À Louxor, le jour s’éveille comme un hymne.
Le Nil, ruban d’éternité, relie les deux rives : celle des morts et celle des vivants, celle du crépuscule et celle de la renaissance.
Après avoir contemplé la montagne des rois à l’ouest, nous prenons la route de l’est, vers Karnak, le cœur battant du culte d’Amon-Rê, maître de Wasset, que les Grecs nommèrent Thèbes.

Mahmoud, notre chauffeur, apparaît ponctuel, le regard vif et le geste précis.
Avec cette élégance naturelle des Égyptiens du Sud, il nous salue d’un “Ahlan wa sahlan” chaleureux avant de démarrer sa voiture.
Nous traversons le pont Al Kebach , ce lien de pierre jeté entre deux mondes. La lumière matinale se reflète sur les eaux calmes du fleuve.
L’air est frais, chargé d’une brume légère, comme si le Nil lui-même retenait le souffle du jour à venir.

Devant nous s’annonce Karnak, le plus vaste complexe religieux jamais édifié par la main de l’homme.
Un monde à lui seul, dédié à l’invisible, à ce dieu caché qu’est Amon.
À mesure que nous approchons, l’espace semble se dilater : tout ici est grandeur, démesure, sacralité.

Je frémis à l’idée de revoir ce lieu que j’avais étudié, jadis, à l’Université Cheikh Anta Diop, dans le cadre de mes recherches sur la puissance du clergé d’Amon.
Je me souviens de ces lectures passionnées où j’avais exploré la montée d’un ordre religieux si puissant qu’il rivalisait parfois avec les pharaons eux-mêmes.
Ici, la théocratie a pris forme dans la pierre.
Et c’est avec cette conscience d’historien que je foule le sol de Karnak, à la fois pèlerin et chercheur, entre émotion et recueillement.

L’allée des sphinx à tête de bélier, symboles de protection divine, ouvre la marche.
Ils encadrent l’entrée du temple comme une armée silencieuse, gardienne du mystère.
Sous leurs visages sereins, je lis la fidélité d’un peuple à ses dieux.
Chaque pas résonne comme une offrande.

Devant le premier pylône, massif et hiératique, je me sens minuscule.
Les colonnes géantes de la salle hypostyle, dressées comme une forêt de pierre, donnent à l’ensemble une puissance cosmique.
La lumière du matin s’infiltre entre elles, dessinant des faisceaux d’or sur les hiéroglyphes.
Je lève les yeux : ces symboles, ces figures, ces scènes de culte sont les pages d’un livre sacré dont la lecture exige silence et respect.

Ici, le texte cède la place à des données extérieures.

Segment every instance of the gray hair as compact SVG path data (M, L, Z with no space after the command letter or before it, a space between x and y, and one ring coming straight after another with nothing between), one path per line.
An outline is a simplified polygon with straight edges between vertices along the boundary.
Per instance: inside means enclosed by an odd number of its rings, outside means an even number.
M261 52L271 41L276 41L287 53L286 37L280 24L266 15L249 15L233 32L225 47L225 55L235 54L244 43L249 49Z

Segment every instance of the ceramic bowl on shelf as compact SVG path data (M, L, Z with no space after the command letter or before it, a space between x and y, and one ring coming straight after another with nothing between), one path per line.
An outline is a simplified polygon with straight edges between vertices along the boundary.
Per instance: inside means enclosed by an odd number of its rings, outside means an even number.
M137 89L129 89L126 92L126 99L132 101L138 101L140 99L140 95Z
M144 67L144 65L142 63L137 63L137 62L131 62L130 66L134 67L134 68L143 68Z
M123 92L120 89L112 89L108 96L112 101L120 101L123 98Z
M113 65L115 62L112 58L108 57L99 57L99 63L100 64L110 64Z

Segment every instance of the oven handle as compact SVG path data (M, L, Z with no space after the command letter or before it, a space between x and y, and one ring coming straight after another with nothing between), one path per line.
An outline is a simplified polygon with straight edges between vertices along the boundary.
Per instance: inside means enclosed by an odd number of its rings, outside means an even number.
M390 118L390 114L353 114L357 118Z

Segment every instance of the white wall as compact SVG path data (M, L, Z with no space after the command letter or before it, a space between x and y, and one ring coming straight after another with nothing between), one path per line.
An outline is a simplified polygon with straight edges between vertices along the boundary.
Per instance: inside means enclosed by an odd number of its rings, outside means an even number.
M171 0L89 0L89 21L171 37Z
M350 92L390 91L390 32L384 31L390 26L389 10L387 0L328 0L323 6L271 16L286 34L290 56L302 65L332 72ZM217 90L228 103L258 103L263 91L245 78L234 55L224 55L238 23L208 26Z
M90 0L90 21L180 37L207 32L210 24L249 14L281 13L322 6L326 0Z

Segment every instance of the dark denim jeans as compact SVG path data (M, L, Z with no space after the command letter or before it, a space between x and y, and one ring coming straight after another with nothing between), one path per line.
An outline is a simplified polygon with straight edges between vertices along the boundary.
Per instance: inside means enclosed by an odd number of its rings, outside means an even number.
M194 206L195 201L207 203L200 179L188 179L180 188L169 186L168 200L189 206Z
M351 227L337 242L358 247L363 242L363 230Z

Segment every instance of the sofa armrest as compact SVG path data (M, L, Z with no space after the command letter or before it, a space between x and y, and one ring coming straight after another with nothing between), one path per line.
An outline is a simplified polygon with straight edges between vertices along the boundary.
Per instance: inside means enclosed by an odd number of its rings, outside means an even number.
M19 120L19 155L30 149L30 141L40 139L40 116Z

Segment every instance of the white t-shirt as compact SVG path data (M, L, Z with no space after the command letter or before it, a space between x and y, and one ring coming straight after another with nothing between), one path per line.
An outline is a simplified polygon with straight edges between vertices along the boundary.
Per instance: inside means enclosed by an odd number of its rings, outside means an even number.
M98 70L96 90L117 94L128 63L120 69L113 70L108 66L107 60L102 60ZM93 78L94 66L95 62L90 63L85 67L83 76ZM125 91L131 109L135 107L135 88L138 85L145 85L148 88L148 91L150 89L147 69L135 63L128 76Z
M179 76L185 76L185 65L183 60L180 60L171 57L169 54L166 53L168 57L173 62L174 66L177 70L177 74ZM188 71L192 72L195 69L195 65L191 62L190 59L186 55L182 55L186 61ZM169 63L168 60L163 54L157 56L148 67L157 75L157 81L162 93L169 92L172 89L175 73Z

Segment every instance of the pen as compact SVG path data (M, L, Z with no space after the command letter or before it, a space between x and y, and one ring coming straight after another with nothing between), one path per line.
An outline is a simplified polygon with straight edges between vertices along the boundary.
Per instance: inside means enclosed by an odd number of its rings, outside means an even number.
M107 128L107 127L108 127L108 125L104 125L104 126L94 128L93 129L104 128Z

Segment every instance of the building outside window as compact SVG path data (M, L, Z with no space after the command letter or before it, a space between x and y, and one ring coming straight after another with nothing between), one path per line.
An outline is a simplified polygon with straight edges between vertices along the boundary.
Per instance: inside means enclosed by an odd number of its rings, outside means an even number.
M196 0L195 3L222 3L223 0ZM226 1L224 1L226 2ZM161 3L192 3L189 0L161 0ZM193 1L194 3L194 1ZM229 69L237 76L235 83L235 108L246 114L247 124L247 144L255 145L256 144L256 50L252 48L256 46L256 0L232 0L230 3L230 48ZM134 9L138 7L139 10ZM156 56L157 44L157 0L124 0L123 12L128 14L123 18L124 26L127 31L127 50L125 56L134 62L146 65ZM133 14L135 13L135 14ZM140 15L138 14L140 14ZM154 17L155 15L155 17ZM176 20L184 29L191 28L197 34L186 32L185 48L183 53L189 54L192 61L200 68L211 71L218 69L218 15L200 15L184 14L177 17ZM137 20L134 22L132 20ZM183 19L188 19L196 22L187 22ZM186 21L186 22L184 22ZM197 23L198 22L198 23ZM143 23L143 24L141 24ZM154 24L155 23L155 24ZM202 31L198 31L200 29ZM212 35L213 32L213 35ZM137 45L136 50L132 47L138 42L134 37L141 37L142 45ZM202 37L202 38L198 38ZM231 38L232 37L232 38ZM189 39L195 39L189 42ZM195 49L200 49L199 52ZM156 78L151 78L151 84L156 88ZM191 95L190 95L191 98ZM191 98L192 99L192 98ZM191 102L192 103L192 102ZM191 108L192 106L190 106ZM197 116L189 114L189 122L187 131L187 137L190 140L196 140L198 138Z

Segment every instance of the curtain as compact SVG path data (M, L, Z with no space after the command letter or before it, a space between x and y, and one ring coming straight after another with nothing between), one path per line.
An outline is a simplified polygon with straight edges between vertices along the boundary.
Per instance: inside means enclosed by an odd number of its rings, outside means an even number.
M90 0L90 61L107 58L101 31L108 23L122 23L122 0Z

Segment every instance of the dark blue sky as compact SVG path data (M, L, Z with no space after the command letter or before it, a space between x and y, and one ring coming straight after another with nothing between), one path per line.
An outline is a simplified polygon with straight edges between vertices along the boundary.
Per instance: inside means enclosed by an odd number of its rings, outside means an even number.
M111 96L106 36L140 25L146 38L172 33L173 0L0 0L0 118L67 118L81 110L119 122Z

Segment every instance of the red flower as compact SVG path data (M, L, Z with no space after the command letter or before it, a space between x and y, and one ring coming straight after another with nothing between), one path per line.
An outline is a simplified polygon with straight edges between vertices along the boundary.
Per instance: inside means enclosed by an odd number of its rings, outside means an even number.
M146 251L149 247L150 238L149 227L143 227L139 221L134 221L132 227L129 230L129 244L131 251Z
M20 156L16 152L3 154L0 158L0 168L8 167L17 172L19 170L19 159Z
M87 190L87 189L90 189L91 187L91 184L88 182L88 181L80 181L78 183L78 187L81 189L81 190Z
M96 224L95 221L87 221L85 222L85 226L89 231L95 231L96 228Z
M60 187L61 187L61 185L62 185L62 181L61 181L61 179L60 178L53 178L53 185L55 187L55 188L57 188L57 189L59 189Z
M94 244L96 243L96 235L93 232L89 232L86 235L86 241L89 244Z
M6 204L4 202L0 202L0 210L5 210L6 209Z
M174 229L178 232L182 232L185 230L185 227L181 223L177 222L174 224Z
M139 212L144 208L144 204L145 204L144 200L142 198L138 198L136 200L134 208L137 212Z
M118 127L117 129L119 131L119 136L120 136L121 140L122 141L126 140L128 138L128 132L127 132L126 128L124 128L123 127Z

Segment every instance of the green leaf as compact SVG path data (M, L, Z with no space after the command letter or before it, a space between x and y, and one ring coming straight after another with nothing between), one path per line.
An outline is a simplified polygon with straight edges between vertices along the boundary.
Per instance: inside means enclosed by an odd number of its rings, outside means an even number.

Mes compagnons, Moussa Diop et Codou Mbaye, immortalisent la scène, saisis eux aussi par la majesté du lieu.
Leurs regards émerveillés traduisent cette émotion universelle qu’éveille l’Égypte : celle d’un retour aux origines, d’une communion avec la pensée du monde ancien.

Je me souviens alors de Cheikh Anta Diop, figure tutélaire de notre conscience africaine, qui fit triompher la vérité au colloque du Caire comme Ramsès triompha à Qadesh.
C’est à lui que je dois, en partie, ma fascination pour ce lieu : comprendre Karnak, c’est comprendre comment les Africains d’hier avaient su unir science, foi et pouvoir dans une même vision du cosmos.

Je marche lentement entre les obélisques, les cours sacrées, les lacs rituels et les sanctuaires intérieurs.
Tout ici semble respirer la présence du divin.
Les prêtres d’Amon y régnaient jadis avec faste, guidant les processions royales, célébrant la puissance solaire du pharaon, lui-même fils d’Amon.
Et je songe, en observant ces vestiges, à la fragilité de toute grandeur humaine : ce temple, jadis vibrant de chants révèle une galerie de pierre, érodé mais éternel.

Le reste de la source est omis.